Method according to one or more of the preceding claims wherein said electrolytic pickling in alternating current is carried out by applying an alternating current having a frequency f comprised between 5 Hz and 150 Hz, the current density being comprised between 5 A/dm² and 60 A/dm², the duration of the treatment being comprised between 3 and 40 s.
Method according to claim 5 wherein said electrolytic pickling in continuous current is carried out by applying a continuous current with an anodic polarization density of the strip comprised between 4 A/dm² and 14 A/dm², the duration of said anodic polarization of the strip being comprised between 3 s and 20 s.
Method according to one or more of the preceding claims wherein said step (c) is carried out by putting said laminate into contact with an aqueous solution (finishing and passivation solution) having an oxidation-reduction chemical potential (measured with respect to a reference electrode of the Ag/AgCl type) comprised between 200 and 800 mV, preferably between 200 mV and 400 mV.

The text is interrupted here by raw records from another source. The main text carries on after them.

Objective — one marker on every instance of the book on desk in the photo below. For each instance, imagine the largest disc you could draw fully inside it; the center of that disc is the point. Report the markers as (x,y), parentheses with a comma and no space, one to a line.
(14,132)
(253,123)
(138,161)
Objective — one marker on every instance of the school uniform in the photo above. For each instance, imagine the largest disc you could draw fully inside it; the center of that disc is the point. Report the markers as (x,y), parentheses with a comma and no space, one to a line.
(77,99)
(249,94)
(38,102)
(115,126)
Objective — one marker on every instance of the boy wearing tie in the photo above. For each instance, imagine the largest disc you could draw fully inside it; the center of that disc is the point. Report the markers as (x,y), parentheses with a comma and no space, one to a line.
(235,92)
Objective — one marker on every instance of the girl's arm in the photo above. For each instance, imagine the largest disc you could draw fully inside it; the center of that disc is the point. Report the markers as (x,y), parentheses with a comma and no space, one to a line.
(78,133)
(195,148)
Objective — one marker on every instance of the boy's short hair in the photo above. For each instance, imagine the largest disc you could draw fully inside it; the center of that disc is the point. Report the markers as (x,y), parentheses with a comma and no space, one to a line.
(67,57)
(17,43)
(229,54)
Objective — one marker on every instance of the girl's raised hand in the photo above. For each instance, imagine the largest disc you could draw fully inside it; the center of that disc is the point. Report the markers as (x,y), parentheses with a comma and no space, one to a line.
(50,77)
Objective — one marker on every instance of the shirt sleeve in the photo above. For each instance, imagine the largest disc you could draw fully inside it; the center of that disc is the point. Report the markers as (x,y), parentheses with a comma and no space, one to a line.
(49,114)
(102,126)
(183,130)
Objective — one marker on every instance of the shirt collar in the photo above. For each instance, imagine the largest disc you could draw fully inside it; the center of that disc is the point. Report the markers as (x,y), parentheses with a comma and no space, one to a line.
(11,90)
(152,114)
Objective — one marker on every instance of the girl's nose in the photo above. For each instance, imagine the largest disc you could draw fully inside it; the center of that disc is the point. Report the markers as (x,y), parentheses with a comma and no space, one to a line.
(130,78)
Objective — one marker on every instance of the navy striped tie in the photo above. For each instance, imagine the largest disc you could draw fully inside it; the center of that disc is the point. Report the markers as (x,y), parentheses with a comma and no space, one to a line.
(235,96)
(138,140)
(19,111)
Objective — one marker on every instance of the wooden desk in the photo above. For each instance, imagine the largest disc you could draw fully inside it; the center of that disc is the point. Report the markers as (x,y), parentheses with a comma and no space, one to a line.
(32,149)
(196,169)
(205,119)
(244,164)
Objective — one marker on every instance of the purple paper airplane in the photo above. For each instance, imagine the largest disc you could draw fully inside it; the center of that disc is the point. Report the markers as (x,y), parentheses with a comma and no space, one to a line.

Method according to one or more of the preceding claims wherein said step (c) comprises a first treatment sub-step with a first finishing and passivation solution and a second treatment sub-step with a second finishing and passivation solution having a different composition from said first solution.
Method according to one or more of the preceding claims wherein said finishing and passivation solution is an aqueous solution of nitric acid comprising Fe³⁺ ions and optionally hydrofluoric acid.
Method according to one or more of the claims 1-10 wherein said finishing and passivation solution is an aqueous solution of sulfuric acid and hydrofluoric acid comprising Fe³⁺ ions and Fe²⁺ ions.
Method according to one or more of the preceding claims wherein said laminate (11) is made to pass in said tank (12) between at least one first and one second pair (140) of electrodes (150, 170) immersed in said electrolytic solution (SE) and arranged in a direction substantially parallel to the movement direction of the laminate (11), between said pairs of electrodes (140) there being interposed a separator element made of an insulating material, in the form of an immersing roller or of a static separator, suitable for reducing the formation of dispersed currents between adjacent electrodes having opposite polarization.